What is Pickling Salt?

food cooking

Pickling salt is a type of salt which is designed specifically for pickling and canning. In order to make it most suitable for its intended uses, pickling salt is especially pure, and it is typically very fine grained, to ensure that it dissolves easily. Many markets carry pickling salt, although urban dwellers may have to do a bit of searching for it; in a pinch, pickling salt can be replaced with kosher salt or table salt, although these salts may not perform as well.

The fine grain of pickling salt is very important, because it makes the salt easier to dissolve. This means that the salt will be distributed evenly throughout the brine, creating the required salinity to make pickled foods safe to store and eat. Without a fine-grained salt, cooks would need to be extra-careful to make sure that all of the salt had dissolved, creating an even suspension in the brine for pickling.
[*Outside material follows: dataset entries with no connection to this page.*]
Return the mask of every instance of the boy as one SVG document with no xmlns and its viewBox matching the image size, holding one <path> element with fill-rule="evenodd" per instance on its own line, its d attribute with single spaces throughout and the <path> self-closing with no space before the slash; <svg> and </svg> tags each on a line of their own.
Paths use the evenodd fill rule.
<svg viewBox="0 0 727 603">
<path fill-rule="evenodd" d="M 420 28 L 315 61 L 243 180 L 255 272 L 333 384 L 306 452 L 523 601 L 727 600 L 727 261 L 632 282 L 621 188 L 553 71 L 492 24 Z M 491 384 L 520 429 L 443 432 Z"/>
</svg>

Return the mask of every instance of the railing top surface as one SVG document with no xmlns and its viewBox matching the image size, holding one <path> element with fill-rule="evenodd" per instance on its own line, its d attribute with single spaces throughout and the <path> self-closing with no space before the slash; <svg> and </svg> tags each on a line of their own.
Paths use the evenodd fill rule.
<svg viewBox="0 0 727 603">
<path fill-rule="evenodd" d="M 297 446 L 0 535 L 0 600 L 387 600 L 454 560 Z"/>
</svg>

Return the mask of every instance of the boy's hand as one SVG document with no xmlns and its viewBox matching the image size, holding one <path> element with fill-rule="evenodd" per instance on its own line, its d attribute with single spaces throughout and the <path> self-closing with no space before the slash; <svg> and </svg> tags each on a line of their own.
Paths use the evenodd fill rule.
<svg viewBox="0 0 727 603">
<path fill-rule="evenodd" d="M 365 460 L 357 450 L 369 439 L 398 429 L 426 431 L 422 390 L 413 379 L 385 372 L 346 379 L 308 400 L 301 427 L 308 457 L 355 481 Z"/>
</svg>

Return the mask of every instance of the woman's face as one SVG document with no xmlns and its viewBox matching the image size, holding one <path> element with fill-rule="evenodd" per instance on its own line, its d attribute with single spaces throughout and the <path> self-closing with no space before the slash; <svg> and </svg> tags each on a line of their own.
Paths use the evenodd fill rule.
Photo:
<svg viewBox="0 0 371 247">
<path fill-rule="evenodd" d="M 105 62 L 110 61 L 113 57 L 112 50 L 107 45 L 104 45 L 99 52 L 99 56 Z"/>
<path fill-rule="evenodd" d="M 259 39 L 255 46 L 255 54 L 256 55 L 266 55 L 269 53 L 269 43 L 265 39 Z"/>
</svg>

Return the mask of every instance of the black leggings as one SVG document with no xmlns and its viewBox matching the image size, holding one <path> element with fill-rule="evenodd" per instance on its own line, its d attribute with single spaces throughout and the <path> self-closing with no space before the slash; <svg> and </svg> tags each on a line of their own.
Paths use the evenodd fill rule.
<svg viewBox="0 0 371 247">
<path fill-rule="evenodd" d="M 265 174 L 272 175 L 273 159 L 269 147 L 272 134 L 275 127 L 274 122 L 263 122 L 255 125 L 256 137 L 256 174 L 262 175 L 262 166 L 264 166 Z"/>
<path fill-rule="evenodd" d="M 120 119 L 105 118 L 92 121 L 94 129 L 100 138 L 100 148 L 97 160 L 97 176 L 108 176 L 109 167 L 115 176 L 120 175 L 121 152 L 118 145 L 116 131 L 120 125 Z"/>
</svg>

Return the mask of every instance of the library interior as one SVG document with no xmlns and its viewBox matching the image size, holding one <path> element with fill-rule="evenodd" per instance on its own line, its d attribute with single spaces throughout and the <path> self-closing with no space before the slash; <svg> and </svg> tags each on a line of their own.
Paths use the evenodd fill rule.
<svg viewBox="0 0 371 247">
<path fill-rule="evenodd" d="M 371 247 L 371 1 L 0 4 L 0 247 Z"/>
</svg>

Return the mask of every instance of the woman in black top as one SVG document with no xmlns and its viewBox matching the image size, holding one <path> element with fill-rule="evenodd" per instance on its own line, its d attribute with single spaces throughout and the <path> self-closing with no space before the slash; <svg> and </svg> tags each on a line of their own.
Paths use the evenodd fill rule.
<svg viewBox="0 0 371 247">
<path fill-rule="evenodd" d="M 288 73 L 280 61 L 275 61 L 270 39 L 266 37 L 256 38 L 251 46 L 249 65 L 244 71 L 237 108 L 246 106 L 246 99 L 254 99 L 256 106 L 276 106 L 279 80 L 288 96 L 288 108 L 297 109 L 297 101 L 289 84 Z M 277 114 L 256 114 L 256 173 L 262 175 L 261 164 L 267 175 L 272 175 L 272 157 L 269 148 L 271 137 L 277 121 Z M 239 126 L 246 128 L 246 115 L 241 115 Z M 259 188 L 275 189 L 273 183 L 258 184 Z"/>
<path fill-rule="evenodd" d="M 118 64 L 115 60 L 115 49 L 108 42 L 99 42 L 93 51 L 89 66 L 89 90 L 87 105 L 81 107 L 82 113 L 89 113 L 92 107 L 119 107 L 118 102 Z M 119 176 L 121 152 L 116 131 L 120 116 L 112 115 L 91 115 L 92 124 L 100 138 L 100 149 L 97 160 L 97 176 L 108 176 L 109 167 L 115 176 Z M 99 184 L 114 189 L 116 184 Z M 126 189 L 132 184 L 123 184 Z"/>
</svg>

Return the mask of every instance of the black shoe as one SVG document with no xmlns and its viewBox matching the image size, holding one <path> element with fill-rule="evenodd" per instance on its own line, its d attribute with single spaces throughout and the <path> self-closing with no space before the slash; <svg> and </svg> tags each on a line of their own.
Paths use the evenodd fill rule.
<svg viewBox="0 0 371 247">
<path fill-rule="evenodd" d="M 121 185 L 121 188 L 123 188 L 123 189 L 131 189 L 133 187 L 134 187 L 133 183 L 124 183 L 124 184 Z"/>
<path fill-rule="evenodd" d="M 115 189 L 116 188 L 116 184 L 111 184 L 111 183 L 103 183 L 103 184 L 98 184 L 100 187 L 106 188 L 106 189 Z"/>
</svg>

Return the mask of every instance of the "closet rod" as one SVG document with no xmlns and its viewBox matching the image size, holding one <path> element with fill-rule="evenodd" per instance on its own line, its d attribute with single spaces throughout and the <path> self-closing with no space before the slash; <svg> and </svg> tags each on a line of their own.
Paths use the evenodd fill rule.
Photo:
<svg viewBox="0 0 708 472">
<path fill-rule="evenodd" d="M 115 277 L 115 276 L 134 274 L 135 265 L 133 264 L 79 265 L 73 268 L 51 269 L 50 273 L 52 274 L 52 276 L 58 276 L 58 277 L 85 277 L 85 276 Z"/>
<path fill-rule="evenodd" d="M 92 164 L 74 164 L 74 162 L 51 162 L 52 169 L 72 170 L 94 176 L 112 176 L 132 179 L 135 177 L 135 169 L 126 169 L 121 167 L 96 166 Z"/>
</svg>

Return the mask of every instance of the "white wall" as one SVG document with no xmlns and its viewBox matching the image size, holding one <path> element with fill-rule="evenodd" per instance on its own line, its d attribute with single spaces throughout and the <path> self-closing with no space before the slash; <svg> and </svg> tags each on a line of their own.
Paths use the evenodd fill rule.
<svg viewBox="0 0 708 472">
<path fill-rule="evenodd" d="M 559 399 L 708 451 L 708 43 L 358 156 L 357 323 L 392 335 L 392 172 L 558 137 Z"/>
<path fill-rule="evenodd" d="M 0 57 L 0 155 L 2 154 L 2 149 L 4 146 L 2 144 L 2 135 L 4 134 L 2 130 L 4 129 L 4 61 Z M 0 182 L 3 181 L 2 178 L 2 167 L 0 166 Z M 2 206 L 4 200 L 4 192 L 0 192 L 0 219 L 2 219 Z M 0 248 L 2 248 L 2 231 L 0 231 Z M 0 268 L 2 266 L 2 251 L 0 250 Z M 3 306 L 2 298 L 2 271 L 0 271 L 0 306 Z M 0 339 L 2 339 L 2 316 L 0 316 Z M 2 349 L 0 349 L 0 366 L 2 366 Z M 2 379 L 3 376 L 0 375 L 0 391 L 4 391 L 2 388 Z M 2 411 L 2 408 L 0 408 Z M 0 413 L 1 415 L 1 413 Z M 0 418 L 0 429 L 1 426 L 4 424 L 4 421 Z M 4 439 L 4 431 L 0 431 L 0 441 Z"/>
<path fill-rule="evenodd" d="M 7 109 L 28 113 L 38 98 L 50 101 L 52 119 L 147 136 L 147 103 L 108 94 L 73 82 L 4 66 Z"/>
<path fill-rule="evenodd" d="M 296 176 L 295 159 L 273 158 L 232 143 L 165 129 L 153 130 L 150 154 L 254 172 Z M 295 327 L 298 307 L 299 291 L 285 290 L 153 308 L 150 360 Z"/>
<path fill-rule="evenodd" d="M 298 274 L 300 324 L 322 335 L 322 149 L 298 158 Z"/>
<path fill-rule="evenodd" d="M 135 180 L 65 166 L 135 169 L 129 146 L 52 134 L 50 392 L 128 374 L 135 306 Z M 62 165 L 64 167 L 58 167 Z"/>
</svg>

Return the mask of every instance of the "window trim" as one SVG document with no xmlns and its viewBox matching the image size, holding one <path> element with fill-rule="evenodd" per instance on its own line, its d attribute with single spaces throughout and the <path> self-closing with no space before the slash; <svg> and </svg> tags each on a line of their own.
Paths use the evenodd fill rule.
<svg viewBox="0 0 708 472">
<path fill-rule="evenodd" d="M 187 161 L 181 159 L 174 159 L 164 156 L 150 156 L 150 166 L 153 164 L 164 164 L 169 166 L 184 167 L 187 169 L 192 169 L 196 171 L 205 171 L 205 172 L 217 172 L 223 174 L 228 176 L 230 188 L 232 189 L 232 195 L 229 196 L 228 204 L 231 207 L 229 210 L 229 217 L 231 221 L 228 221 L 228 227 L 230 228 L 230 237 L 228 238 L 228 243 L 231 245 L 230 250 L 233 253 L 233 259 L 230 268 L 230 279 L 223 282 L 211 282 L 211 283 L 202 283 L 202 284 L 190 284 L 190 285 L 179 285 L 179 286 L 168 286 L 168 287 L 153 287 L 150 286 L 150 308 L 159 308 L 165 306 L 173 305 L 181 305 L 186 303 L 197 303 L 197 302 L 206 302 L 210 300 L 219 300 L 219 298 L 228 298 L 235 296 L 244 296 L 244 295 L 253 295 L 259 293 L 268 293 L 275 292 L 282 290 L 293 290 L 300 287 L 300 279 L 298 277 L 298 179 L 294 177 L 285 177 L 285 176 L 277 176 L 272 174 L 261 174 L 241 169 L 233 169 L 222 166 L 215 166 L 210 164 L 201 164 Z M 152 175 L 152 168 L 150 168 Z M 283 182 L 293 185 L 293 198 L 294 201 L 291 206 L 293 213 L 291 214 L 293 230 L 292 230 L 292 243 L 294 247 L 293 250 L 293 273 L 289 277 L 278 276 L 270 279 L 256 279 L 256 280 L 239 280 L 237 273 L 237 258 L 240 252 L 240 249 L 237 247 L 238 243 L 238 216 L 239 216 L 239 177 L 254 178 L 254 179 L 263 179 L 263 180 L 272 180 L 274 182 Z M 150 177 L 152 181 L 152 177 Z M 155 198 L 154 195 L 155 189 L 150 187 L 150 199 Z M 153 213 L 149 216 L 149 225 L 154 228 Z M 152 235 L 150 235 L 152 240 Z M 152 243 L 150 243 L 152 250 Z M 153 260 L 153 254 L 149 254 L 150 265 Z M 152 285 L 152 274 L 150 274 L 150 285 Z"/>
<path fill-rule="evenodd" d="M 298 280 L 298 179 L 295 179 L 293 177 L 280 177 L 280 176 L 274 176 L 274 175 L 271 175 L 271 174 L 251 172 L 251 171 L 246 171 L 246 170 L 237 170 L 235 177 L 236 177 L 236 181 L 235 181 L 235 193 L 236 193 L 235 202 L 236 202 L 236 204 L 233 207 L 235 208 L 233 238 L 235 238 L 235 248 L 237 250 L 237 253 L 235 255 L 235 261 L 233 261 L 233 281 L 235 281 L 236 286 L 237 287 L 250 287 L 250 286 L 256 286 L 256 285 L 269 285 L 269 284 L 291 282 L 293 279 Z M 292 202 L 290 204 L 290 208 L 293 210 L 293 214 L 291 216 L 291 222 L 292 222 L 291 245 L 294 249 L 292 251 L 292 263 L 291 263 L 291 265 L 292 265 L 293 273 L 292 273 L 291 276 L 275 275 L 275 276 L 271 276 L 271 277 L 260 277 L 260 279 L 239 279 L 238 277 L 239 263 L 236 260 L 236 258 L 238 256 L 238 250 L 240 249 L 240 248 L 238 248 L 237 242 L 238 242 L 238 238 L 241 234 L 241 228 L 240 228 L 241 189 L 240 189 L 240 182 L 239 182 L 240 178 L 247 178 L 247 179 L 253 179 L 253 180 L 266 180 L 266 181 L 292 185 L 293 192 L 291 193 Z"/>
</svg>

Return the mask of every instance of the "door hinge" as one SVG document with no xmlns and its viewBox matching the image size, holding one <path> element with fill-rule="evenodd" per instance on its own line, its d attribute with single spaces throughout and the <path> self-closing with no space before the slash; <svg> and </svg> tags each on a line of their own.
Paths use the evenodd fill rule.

The purity of pickling salt is important from an aesthetic point of view, but not necessarily from a food safety standpoint. Iodized salt like typical table salt will turn pickled foods dark, which can make them unsightly, and the anti-caking agents used in most salts will cloud the brine. While neither of these problems are dangerous, most people don't like to eat discolored pickles fished from a cloudy brine, so cooks use pickling salt instead.

Pickling salt doesn't just have to be used for pickling. It can be used just like regular table salt in recipes, although it can tend to cake, so people should be careful with pickling salt around moisture. To prevent caking in stored pickling salt, a few grains of rice can be added to the container; pickling salt can also be roasted in the oven to bake the moisture out, making it easy to break the caked salt apart.

In addition to salt, pickling brine classically includes an assortment of spices which will slowly leach into the food as it pickles, infusing it with flavor. Depending on the spices used, the pickled food may be hot, savory, or fairly neutral in flavor, and the intensity of the salt flavor varies, depending on whether the food is pickled in vinegar with salt as a preservative, or whether a salt brine alone was used for pickling. When a salt brine alone is used, cooks can use the egg test to see if the brine is sufficiently strong. In the egg test, an egg is dropped into the brine: if it floats, the brine is good, and if it sinks, the brine is not salty enough.